Nada más bello que conocerle y comunicar a los otros la amistad con él. La
tarea del pastor, del pescador de hombres, puede parecer a veces gravosa. Pero
es gozosa y grande, porque en definitiva es un servicio a la alegría, a la
alegría de Dios que quiere hacer su entrada en el mundo.
Quisiera ahora destacar
todavía una cosa: tanto en la imagen del pastor como en la del pescador, emerge
de manera muy explícita la llamad a la unidad. “Tengo , además, otras ovejas que no son de este redil; también a ésas
las tengo que traer, y escucharán mi voz y habrá un solo rebaño, un solo
Pastor” (Jn 10, 16), dice Jesús al final del discurso del buen
pastor.
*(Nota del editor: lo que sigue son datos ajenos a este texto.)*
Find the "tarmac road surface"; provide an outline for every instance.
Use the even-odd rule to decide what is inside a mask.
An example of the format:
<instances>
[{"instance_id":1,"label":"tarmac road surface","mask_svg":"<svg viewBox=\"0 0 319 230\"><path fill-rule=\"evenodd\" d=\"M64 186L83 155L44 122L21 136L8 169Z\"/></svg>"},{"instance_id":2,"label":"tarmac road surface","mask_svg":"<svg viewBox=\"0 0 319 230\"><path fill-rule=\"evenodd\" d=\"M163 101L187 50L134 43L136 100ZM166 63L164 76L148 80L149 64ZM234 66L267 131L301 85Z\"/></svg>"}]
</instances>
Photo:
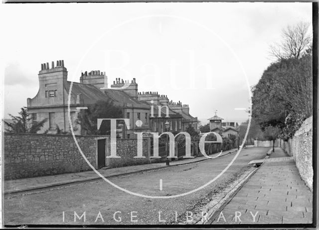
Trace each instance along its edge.
<instances>
[{"instance_id":1,"label":"tarmac road surface","mask_svg":"<svg viewBox=\"0 0 319 230\"><path fill-rule=\"evenodd\" d=\"M185 220L185 215L190 220L196 208L209 202L212 192L218 192L252 167L248 165L250 161L263 159L268 150L268 148L243 149L229 169L215 182L196 192L174 198L140 197L123 192L102 180L5 195L3 223L5 226L82 226L182 222ZM236 154L110 180L122 188L145 195L176 195L199 188L212 180Z\"/></svg>"}]
</instances>

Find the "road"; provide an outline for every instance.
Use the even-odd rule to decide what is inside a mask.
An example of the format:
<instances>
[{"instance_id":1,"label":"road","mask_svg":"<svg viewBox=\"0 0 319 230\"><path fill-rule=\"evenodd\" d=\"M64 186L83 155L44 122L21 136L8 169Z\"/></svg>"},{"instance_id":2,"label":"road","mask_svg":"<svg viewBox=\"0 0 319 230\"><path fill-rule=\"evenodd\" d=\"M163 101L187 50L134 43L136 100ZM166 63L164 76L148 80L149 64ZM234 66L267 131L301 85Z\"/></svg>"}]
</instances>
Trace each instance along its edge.
<instances>
[{"instance_id":1,"label":"road","mask_svg":"<svg viewBox=\"0 0 319 230\"><path fill-rule=\"evenodd\" d=\"M185 214L190 216L192 213L195 214L200 207L209 202L213 194L218 193L252 167L247 164L249 161L264 158L268 150L265 148L243 149L229 169L215 182L196 192L174 198L138 197L114 188L102 180L6 195L3 199L4 223L5 225L88 225L182 222L185 220ZM211 181L229 164L235 154L119 177L110 181L124 189L145 195L176 195ZM160 180L162 180L161 191ZM75 212L80 217L84 212L85 222L84 216L79 220L75 215ZM189 213L186 214L186 212Z\"/></svg>"}]
</instances>

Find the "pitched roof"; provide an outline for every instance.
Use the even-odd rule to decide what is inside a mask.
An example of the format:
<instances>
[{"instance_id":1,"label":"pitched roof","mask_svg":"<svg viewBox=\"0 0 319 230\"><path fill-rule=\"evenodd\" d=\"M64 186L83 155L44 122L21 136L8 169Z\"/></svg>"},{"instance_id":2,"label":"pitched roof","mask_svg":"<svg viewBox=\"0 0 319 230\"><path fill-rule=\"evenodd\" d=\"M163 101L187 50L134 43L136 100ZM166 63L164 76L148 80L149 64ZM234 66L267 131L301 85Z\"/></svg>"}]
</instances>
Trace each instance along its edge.
<instances>
[{"instance_id":1,"label":"pitched roof","mask_svg":"<svg viewBox=\"0 0 319 230\"><path fill-rule=\"evenodd\" d=\"M211 117L210 118L208 118L207 120L224 120L224 119L222 118L221 117L219 117L217 115L215 115L213 117Z\"/></svg>"},{"instance_id":2,"label":"pitched roof","mask_svg":"<svg viewBox=\"0 0 319 230\"><path fill-rule=\"evenodd\" d=\"M67 81L67 83L65 89L68 94L71 86L71 81ZM90 101L95 102L99 100L105 100L106 99L104 94L95 86L78 82L73 82L71 91L71 96L76 97L77 94L79 94L82 95L84 101L86 102L88 99ZM89 103L89 104L90 103Z\"/></svg>"},{"instance_id":3,"label":"pitched roof","mask_svg":"<svg viewBox=\"0 0 319 230\"><path fill-rule=\"evenodd\" d=\"M71 82L67 81L65 89L69 92ZM92 85L73 82L71 89L71 96L76 98L77 94L82 95L85 104L92 104L98 100L106 100L111 99L115 104L121 106L139 107L150 109L150 107L145 103L142 103L137 100L132 98L127 93L121 90L116 89L104 89L103 91L100 90Z\"/></svg>"},{"instance_id":4,"label":"pitched roof","mask_svg":"<svg viewBox=\"0 0 319 230\"><path fill-rule=\"evenodd\" d=\"M140 102L142 102L143 101L139 101ZM157 117L159 115L159 108L157 105L160 105L161 106L163 106L164 105L162 104L160 104L159 105L153 105L150 102L148 101L143 101L144 103L148 105L151 108L151 105L154 105L154 116ZM174 112L173 110L169 108L169 107L167 106L168 107L168 115L170 117L172 116L173 117L181 117L181 115L176 112ZM160 117L164 118L166 116L166 108L165 107L162 107L160 111Z\"/></svg>"},{"instance_id":5,"label":"pitched roof","mask_svg":"<svg viewBox=\"0 0 319 230\"><path fill-rule=\"evenodd\" d=\"M195 117L193 117L192 115L191 115L189 114L187 114L182 111L181 113L182 113L181 115L183 116L183 118L185 120L190 120L191 121L194 121L196 120L196 118Z\"/></svg>"}]
</instances>

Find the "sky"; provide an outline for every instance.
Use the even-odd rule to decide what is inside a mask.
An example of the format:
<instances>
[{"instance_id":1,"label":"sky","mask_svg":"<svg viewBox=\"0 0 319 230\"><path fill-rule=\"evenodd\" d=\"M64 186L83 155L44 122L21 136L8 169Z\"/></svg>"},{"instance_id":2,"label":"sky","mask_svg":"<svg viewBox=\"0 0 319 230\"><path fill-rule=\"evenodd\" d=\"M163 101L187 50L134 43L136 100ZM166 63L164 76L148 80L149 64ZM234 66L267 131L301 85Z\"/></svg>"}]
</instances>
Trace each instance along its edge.
<instances>
[{"instance_id":1,"label":"sky","mask_svg":"<svg viewBox=\"0 0 319 230\"><path fill-rule=\"evenodd\" d=\"M203 124L216 110L240 123L248 114L235 109L250 106L270 44L288 25L312 21L309 2L2 5L6 118L37 93L41 63L64 60L69 81L98 70L109 85L135 78L139 92L188 104Z\"/></svg>"}]
</instances>

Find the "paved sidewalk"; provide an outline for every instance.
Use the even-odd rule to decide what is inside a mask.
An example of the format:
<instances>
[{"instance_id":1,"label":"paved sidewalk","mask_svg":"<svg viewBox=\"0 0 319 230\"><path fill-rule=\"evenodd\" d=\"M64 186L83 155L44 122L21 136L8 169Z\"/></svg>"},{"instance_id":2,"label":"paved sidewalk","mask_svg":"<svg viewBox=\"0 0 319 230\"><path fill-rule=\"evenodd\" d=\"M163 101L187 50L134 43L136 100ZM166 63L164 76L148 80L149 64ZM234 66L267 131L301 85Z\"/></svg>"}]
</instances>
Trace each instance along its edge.
<instances>
[{"instance_id":1,"label":"paved sidewalk","mask_svg":"<svg viewBox=\"0 0 319 230\"><path fill-rule=\"evenodd\" d=\"M282 149L275 148L224 208L222 215L218 213L207 224L311 223L313 194L288 157Z\"/></svg>"},{"instance_id":2,"label":"paved sidewalk","mask_svg":"<svg viewBox=\"0 0 319 230\"><path fill-rule=\"evenodd\" d=\"M237 149L232 149L230 150L225 151L223 152L219 157L228 155L230 152L232 153L236 151ZM218 154L219 153L214 154L211 155L211 156L217 156ZM194 158L171 161L169 163L169 165L170 166L184 165L206 160L208 160L208 159L205 157L198 157ZM164 162L102 169L98 170L98 172L105 177L109 178L139 172L163 168L166 167L165 163ZM42 189L99 178L100 177L94 171L90 171L4 181L4 194Z\"/></svg>"}]
</instances>

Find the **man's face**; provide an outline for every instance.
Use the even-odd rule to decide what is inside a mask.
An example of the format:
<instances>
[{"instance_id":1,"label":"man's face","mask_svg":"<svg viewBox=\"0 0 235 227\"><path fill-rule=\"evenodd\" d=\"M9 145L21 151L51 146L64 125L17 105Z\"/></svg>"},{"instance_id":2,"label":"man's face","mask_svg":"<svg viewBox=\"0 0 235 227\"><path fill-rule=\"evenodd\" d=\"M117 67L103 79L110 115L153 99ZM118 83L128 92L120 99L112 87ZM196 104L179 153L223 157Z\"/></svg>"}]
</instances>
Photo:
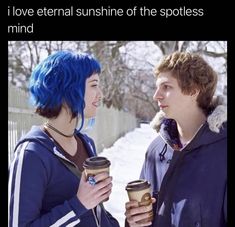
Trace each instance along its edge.
<instances>
[{"instance_id":1,"label":"man's face","mask_svg":"<svg viewBox=\"0 0 235 227\"><path fill-rule=\"evenodd\" d=\"M156 81L156 92L153 99L157 101L159 108L167 118L179 119L188 112L196 101L192 101L191 95L183 94L177 79L171 72L160 73Z\"/></svg>"}]
</instances>

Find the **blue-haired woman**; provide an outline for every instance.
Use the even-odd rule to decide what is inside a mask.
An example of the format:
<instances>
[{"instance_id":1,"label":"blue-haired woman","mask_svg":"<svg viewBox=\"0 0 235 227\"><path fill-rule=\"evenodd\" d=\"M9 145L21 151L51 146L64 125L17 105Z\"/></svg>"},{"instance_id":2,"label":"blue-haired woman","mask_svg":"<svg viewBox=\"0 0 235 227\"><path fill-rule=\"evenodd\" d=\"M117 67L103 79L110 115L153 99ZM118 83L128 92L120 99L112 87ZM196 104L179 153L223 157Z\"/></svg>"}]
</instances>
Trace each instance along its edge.
<instances>
[{"instance_id":1,"label":"blue-haired woman","mask_svg":"<svg viewBox=\"0 0 235 227\"><path fill-rule=\"evenodd\" d=\"M100 173L91 185L82 166L96 156L94 142L80 130L100 105L100 71L88 54L58 51L32 72L30 97L46 123L32 127L16 145L9 173L10 227L119 226L102 206L112 177Z\"/></svg>"}]
</instances>

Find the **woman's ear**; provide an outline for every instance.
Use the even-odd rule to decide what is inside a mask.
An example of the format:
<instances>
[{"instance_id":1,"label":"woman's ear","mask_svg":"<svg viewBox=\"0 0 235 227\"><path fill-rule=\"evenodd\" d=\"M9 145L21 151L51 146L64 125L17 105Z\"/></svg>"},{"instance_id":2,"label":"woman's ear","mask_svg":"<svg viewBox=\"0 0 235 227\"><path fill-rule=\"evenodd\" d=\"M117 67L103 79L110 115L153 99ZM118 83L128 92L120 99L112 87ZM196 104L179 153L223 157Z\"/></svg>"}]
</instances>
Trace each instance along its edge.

Y el relato de los 153 peces grandes termina con la gozosa
constatación: “Y aunque eran tantos, no se rompió la red” (Jn 21,
11). ¡Ay de mí, Señor amado! ahora la red se ha roto, quisiéramos decir
doloridos. Pero no, ¡no debemos estar tristes! Alegrémonos por tu promesa que
no defrauda y hagamos todo lo posible para recorrer el camino hacia la unidad
que tú has prometido. Hagamos memoria de ella en la oración al Señor, como
mendigos; sí, Señor, acuérdate de lo que prometiste. ¡Haz que seamos un solo
pastor y una sola grey! ¡No permitas que se rompa tu red y ayúdanos a ser
servidores de la unidad!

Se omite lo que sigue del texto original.